In this pilot study, we evaluated our proposed algorithms, focusing on computational time and efficiency. Notably, the mvMDE function exhibited the highest computational time among all methods. However, by employing the second algorithm with only five selected sensors, we reduced the computational burden by approximately 15-fold compared to using all 32 channels. This reduction is particularly advantageous for high-density EEG recordings, making the use of multivariate entropy measures more practical for big data analysis in such settings. Furthermore, the measured MI demonstrated the shortest running time among all sensor selection methods, followed closely by PCA. Overall, combining mvMDE with the PCA-based sensor selection approach not only delivers the best classification and statistical outcomes for the aging dataset but also significantly enhances computational efficiency, making it a highly effective solution for large-scale EEG studies.
Our findings highlight the practicality of implementing the proposed approach in real-world clinical scenarios.
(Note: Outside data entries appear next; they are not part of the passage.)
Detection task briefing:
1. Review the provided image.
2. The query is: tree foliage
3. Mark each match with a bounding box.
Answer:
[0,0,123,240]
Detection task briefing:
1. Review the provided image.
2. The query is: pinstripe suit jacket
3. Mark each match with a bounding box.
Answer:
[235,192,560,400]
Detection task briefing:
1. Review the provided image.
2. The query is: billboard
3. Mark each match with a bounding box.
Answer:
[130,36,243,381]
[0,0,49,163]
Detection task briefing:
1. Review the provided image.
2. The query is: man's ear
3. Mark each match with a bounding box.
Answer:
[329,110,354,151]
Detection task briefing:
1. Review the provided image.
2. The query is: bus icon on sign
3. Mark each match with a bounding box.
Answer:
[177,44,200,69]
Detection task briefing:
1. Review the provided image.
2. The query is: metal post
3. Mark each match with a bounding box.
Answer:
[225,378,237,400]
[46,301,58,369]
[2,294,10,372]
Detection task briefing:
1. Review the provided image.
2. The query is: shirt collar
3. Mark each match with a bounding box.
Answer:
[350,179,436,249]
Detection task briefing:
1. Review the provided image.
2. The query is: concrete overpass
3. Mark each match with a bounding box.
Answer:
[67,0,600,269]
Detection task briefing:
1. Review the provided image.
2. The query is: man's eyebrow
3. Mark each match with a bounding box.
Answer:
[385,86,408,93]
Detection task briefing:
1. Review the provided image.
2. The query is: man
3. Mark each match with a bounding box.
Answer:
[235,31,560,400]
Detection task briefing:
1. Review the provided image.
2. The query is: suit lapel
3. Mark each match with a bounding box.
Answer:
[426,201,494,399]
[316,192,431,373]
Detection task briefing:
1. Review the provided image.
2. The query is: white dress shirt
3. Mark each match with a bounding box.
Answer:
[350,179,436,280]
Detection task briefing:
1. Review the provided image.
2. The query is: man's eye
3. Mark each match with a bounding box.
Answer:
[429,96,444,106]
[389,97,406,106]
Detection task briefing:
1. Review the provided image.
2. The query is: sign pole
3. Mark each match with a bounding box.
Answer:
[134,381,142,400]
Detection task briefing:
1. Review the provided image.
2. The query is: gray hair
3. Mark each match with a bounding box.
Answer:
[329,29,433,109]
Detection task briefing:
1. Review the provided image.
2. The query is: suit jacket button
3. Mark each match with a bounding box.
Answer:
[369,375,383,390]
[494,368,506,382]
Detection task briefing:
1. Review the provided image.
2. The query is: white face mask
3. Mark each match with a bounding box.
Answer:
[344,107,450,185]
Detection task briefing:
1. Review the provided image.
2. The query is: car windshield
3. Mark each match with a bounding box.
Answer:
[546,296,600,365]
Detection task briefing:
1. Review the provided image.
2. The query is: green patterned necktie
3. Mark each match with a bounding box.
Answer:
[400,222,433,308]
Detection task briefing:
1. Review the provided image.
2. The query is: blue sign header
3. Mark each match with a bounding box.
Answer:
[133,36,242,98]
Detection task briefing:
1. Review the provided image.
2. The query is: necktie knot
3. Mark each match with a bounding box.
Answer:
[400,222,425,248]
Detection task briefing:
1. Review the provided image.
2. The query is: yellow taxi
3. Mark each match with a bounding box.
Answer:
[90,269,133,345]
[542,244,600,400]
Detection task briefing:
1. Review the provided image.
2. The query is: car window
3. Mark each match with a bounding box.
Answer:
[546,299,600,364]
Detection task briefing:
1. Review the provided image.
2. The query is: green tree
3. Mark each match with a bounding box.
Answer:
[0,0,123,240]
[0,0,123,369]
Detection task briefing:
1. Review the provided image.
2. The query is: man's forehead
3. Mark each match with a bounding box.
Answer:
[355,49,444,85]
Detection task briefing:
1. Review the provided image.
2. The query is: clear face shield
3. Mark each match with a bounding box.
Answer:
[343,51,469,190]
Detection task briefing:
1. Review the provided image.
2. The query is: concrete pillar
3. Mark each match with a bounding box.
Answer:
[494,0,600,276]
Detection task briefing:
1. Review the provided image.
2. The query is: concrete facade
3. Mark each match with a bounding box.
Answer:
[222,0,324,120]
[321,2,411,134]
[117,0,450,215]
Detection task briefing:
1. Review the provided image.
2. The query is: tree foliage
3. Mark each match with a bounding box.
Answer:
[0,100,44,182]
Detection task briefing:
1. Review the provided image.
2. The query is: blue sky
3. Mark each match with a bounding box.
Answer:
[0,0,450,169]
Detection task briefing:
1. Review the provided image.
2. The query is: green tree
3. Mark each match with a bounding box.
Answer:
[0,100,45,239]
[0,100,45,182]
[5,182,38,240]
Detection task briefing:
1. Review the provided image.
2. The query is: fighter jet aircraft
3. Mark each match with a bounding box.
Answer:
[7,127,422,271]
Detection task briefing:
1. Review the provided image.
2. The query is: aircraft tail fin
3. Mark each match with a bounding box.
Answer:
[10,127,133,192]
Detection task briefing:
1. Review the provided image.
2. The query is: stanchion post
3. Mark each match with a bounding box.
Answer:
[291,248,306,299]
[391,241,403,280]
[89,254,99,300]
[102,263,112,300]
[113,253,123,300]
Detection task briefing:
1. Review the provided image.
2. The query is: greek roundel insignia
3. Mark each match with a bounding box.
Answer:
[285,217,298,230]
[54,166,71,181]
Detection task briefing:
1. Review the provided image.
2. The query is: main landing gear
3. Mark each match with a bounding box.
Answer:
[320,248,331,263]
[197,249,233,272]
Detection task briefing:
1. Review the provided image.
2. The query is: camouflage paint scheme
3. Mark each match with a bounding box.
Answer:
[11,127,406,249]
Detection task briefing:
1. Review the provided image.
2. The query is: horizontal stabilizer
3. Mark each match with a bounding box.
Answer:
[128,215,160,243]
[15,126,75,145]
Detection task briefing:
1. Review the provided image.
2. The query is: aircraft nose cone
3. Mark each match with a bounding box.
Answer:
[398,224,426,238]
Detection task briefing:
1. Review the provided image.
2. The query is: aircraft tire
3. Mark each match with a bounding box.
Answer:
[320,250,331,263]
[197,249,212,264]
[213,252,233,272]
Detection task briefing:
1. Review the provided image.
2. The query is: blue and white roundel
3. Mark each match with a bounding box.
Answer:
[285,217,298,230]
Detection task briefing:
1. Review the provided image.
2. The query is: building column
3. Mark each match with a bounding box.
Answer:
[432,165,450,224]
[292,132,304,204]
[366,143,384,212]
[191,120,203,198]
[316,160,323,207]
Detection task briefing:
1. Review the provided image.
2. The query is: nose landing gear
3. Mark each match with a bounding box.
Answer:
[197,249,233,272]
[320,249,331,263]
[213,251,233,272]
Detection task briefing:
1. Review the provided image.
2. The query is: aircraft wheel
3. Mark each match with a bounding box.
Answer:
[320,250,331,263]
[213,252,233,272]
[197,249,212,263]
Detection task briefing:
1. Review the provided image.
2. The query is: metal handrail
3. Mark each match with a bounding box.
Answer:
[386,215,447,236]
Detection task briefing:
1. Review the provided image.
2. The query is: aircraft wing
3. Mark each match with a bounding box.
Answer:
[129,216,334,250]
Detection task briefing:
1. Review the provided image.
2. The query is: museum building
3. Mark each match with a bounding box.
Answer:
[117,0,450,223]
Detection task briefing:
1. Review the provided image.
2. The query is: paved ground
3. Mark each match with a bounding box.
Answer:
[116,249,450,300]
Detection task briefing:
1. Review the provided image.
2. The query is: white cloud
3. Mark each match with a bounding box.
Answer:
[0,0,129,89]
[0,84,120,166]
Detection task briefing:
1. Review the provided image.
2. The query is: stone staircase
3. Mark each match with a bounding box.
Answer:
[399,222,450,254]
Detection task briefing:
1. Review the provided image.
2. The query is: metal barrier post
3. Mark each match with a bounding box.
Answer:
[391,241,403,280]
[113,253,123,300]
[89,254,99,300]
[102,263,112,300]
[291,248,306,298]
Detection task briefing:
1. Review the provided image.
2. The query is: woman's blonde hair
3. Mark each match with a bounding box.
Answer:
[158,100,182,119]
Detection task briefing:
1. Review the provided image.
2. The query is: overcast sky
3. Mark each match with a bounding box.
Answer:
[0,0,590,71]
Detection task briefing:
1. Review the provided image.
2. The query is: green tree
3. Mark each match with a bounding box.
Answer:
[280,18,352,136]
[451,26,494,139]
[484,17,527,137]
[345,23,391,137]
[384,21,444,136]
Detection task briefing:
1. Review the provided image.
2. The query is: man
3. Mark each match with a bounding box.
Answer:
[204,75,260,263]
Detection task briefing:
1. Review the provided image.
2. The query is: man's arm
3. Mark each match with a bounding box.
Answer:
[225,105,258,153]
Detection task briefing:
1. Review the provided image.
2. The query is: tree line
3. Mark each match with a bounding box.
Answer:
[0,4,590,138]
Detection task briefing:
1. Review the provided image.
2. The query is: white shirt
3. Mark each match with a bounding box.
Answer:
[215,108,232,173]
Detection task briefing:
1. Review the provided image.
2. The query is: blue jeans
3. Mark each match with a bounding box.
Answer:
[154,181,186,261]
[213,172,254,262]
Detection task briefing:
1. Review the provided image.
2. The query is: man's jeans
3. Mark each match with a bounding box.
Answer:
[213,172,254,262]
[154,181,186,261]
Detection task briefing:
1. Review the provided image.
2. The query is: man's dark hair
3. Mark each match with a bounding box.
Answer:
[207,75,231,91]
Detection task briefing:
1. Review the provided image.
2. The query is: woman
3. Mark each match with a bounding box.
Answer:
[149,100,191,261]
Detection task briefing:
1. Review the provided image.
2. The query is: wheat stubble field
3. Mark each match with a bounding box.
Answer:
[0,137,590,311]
By optimizing the computational method and utilizing conventional machine learning techniques, our method ensures easy integration into the existing clinical workflows without requiring significant computational resources. Selection of the most informative channels within each brain region further enhances efficiency, reducing computational demands while preserving analytical accuracy. Additionally, our study highlights the importance of both intra- and inter-regional approaches with multiscale analysis to identify key brain regions and frequency ranges relevant to sleep and aging-related disorders. Despite the clinical significance and applicability of this study, further validation is essential for successful clinical translation. Independent validation using diverse datasets will help assess the model’s generalizability and mitigate potential biases. Furthermore, cross-site testing across different clinical centers with varied protocols, equipment, and patient demographics will be necessary to confirm the method’s robustness and adaptability. Importantly, by employing an inter-regional approach with representative sensor selection, our method enhances the compatibility across different EEG systems, making it more accessible for use in a variety of clinical environments. These steps will be crucial for ensuring the reliability, safety, and widespread adoption of our approach in future clinical applications.
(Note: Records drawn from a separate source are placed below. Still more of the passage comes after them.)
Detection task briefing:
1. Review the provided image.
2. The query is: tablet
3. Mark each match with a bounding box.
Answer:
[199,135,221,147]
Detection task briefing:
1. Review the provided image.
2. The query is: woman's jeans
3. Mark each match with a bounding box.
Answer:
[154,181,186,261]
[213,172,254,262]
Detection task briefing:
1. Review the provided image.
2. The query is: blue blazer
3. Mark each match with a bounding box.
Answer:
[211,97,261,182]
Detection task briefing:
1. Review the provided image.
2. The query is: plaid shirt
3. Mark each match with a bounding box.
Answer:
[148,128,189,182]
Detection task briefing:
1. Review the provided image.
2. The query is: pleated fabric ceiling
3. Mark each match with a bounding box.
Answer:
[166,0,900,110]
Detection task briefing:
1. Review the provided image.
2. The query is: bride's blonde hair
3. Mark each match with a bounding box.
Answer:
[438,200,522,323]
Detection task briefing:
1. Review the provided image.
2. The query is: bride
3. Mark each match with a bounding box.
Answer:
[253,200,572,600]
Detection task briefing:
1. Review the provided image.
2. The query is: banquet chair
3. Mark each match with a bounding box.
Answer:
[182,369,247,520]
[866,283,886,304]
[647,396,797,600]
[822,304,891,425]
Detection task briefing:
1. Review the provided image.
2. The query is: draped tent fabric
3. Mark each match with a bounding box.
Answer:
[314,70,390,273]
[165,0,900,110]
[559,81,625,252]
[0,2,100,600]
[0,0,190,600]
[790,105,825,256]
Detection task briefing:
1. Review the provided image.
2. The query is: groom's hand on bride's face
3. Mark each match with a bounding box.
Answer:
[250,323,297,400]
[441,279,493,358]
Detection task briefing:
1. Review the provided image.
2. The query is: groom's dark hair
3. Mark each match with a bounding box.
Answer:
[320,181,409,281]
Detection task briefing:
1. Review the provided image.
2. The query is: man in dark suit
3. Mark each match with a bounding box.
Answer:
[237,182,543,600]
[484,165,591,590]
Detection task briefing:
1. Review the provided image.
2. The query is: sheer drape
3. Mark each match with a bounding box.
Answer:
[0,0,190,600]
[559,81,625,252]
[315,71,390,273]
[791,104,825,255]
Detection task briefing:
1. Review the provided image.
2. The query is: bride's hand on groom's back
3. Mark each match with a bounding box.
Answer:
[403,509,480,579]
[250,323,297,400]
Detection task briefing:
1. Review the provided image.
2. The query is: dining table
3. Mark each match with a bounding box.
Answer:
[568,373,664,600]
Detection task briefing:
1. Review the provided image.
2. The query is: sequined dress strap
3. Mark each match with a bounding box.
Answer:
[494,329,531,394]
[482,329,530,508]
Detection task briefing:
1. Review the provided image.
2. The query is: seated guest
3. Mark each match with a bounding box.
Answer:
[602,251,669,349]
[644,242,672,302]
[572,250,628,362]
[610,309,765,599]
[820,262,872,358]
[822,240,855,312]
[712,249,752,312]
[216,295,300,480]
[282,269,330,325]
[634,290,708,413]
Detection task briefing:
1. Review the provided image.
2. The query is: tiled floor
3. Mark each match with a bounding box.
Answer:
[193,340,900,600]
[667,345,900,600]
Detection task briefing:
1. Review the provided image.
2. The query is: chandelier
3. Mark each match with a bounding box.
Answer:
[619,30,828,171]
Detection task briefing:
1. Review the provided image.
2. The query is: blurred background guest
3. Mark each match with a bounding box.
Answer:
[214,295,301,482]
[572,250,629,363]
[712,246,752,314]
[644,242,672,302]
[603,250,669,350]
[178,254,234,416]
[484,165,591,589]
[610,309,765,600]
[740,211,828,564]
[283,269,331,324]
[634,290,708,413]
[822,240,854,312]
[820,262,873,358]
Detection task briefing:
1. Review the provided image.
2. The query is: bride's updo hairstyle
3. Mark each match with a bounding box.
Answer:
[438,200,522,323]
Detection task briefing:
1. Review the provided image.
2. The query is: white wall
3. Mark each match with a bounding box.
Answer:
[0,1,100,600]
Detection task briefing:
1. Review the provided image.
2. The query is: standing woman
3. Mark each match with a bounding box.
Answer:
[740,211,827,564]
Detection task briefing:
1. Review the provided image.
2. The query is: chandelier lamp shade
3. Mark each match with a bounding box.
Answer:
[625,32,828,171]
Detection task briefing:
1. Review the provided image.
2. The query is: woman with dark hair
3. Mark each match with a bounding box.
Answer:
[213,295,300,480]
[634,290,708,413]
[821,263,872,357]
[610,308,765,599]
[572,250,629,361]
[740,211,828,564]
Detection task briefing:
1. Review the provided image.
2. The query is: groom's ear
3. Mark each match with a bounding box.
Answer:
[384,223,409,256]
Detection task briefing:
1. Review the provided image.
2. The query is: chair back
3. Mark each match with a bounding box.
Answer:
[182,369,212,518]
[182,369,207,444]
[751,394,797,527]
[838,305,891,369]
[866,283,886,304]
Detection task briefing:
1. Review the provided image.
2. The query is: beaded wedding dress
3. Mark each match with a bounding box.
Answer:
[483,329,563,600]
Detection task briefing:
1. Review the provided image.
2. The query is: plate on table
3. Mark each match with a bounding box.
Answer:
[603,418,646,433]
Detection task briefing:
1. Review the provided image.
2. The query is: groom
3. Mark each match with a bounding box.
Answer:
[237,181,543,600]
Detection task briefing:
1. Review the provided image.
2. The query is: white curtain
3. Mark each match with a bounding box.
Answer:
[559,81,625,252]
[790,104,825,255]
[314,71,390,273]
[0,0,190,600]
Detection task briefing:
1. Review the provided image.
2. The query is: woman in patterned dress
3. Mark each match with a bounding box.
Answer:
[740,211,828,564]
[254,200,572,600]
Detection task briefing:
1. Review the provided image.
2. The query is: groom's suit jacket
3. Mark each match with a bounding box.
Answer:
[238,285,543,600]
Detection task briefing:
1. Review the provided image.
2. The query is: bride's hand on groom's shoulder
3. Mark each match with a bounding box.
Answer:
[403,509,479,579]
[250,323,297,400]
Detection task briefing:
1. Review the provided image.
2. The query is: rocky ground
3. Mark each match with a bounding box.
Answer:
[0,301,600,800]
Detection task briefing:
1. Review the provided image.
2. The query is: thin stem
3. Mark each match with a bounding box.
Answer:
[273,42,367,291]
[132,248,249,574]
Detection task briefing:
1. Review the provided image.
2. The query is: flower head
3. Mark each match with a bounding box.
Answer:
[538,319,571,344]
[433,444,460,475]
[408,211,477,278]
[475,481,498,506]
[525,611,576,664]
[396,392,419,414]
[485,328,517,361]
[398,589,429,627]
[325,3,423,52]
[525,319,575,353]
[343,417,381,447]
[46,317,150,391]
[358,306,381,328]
Despite the novelty of the proposed approaches and the intriguing results, this study has some limitations that should be acknowledged. First, the sample size in this study is relatively small, which may limit the robustness and generalizability of our findings. Additionally, our dataset lacks sufficient diversity in terms of demographic and ethnic representation. Future research should incorporate larger and more diverse datasets, including individuals from multiple nationalities, socioeconomic backgrounds, and age groups within each category. Expanding the sample sizes in this way would enhance the external validity of the study and reduce potential biases. Furthermore, future studies should include additional groups, particularly those related to neurodegenerative disorders such as AD and MCI, to facilitate a more comprehensive evaluation of aging and its associated conditions. Including participants with neurodegenerative disorders would provide valuable insights into the relationship between sleep quality, aging, and cognitive decline. Moreover, examining these populations could enhance our understanding of whether sleep-related biomarkers serve as early indicators of neurodegenerative conditions leading to preventative strategies and therapeutic interventions.